Certo, a Napoli ci fu un gruppo di comunisti assai anomalo, che non voleva imporre il bene – ciò che è buono – con la forza. Gerardo Chiaromonte, Carlo Fermariello, Pietro Valenza sono stati uomini scevri da pregiudizi, e pur essendo il Pci napoletano profondamente radicato nella classe operaia, hanno guardato con attenzione alla cultura liberale del tempo. Le tombe di tre dirigenti sono collocate una accanto all’altra nel cimitero di Vico Equense.
Nel ’61, Bice incontra Togliatti a Botteghe Oscure. Ponomariov, membro del Politburo, dirigente sovietico di primo piano, si è appena lamentato per lo scarso senso di fraternità dei comunisti napoletani. Il “compagno Ercoli“ ascolta compreso. Tace e intanto strizza l’occhio alla giovane comunista napoletana.
La famiglia Chiaromonte si è stabilita a Roma con le due bambine Franca e Silvia. Non sappiamo se l’addio di Bice alla facoltà di Architettura le abbia pesato. Adesso c’è l’insegnamento, accompagnato dalla volontà ferrea di migliorare la scuola.
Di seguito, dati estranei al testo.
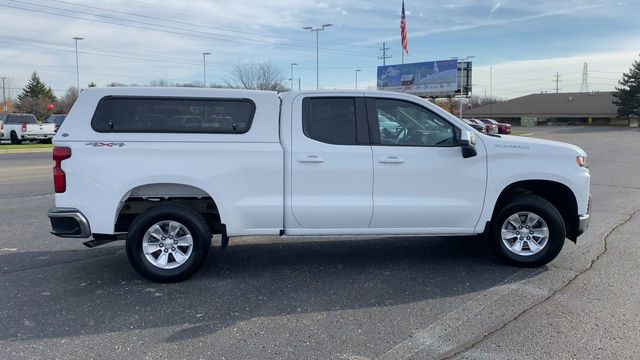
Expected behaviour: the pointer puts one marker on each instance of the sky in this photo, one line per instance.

Alcune pagine del libro, in appendice, sono dedicate al Cidi (Centro di iniziativa democratica degli insegnanti), fondato assieme a Luciana Pecchioli.
Ma per se stessa, Bice ha fatto due cose: si è trasformata in appassionata corista nel Cima (il Centro italiano di Musica antica). Una terapia che “mi ha aiutata anche in momenti tragici, mi ha dato forza e mi ha impedito di lasciarmi andare“. E ha scritto questo libro dove il filo della memoria si snoda, sullo sfondo del secolo passato, riportando alla luce legami, relazioni, affetti.
Con Luciana Viviani, Giglia Tedesco, Fernanda Fermariello l’amicizia dura da decenni. Di Nilde Jotti ricorda l’abilità nel tirare la sfoglia quando è già presidente della Camera. “Per me che ho sempre avuto un rapporto conflittuale col cucinare, appariva come una marziana“.
Le pagine offrono, appunto, la mappa degli affetti, nominata con un linguaggio semplice, privo di aggettivi. “Ho scritto come parlo“ spiega. Ha scritto lasciando spazio al dialetto napoletano. E all’ironia. Dote che appartiene sia ai napoletani sia agli ebrei; un attrezzo capace di cacciare i vanitosi, un meccanismo che serve per espellere quanti vorrebbero pontificare sul mondo.
Questa dote permette a Bice di accennare, ma solo pudicamente, alla sua “anima“ materna. Che non ha nulla di eccessivo: non pretende fedeltà; non chiede sacrifici. Per questo Franca e Silvia le devono molto. Hanno appreso dalla loro mamma come essere libere, mantenendo un vincolo con il passato e conservando del passato ciò che è importante.